Let's say I've read in a textfile using a TextLineReader
. Is there some way to split this into train and test sets in Tensorflow
? Something like:
def read_my_file_format(filename_queue):
reader = tf.TextLineReader()
key, record_string = reader.read(filename_queue)
raw_features, label = tf.decode_csv(record_string)
features = some_processing(raw_features)
features_train, labels_train, features_test, labels_test = tf.train_split(features,
labels,
frac=.1)
return features_train, labels_train, features_test, labels_test
Something like following should work:
tf.split_v(tf.random_shuffle(...
As elham mentioned, you can use scikit-learn to do this easily. scikit-learn is an open source library for machine learning. There are tons of tools for data preparation including the model_selection
module, which handles comparing, validating and choosing parameters.
The model_selection.train_test_split()
method is specifically designed to split your data into train and test sets randomly and by percentage.
X_train, X_test, y_train, y_test = train_test_split(features,
labels,
test_size=0.33,
random_state=42)
test_size
is the percentage to reserve for testing and random_state
is to seed the random sampling.
I typically use this to provide train and validation data sets, and keep true test data separately.

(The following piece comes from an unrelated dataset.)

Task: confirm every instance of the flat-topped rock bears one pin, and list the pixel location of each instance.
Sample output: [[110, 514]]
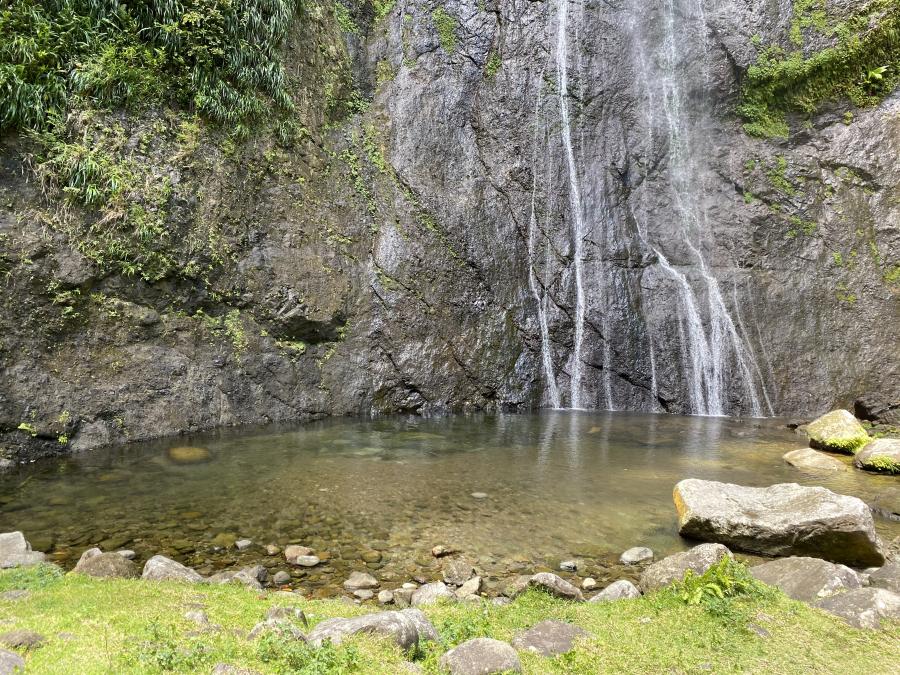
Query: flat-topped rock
[[880, 456], [406, 628], [806, 579], [807, 459], [673, 567], [837, 431], [15, 551], [781, 520]]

You could just run train_test_split
twice to do this as well. I.e. split the data into (Train + Validation) and Test, then split Train + Validation into two separate tensors.
import sklearn.model_selection as sk
X_train, X_test, y_train, y_test =
sk.train_test_split(features,labels,test_size=0.33, random_state = 42)
I managed to have a nice result using the map and filter functions of the tf.data.Dataset api. Just use the map function to randomly select the examples between train and testing. In order to do that you can, for each example, get a sample from a uniform distribution and check if the sample value is below the rate division.
def split_train_test(parsed_features, train_rate):
parsed_features['is_train'] = tf.gather(tf.random_uniform([1], maxval=100, dtype=tf.int32) < tf.cast(train_rate * 100, tf.int32), 0)
return parsed_features
def grab_train_examples(parsed_features):
return parsed_features['is_train']
def grab_test_examples(parsed_features):
return ~parsed_features['is_train']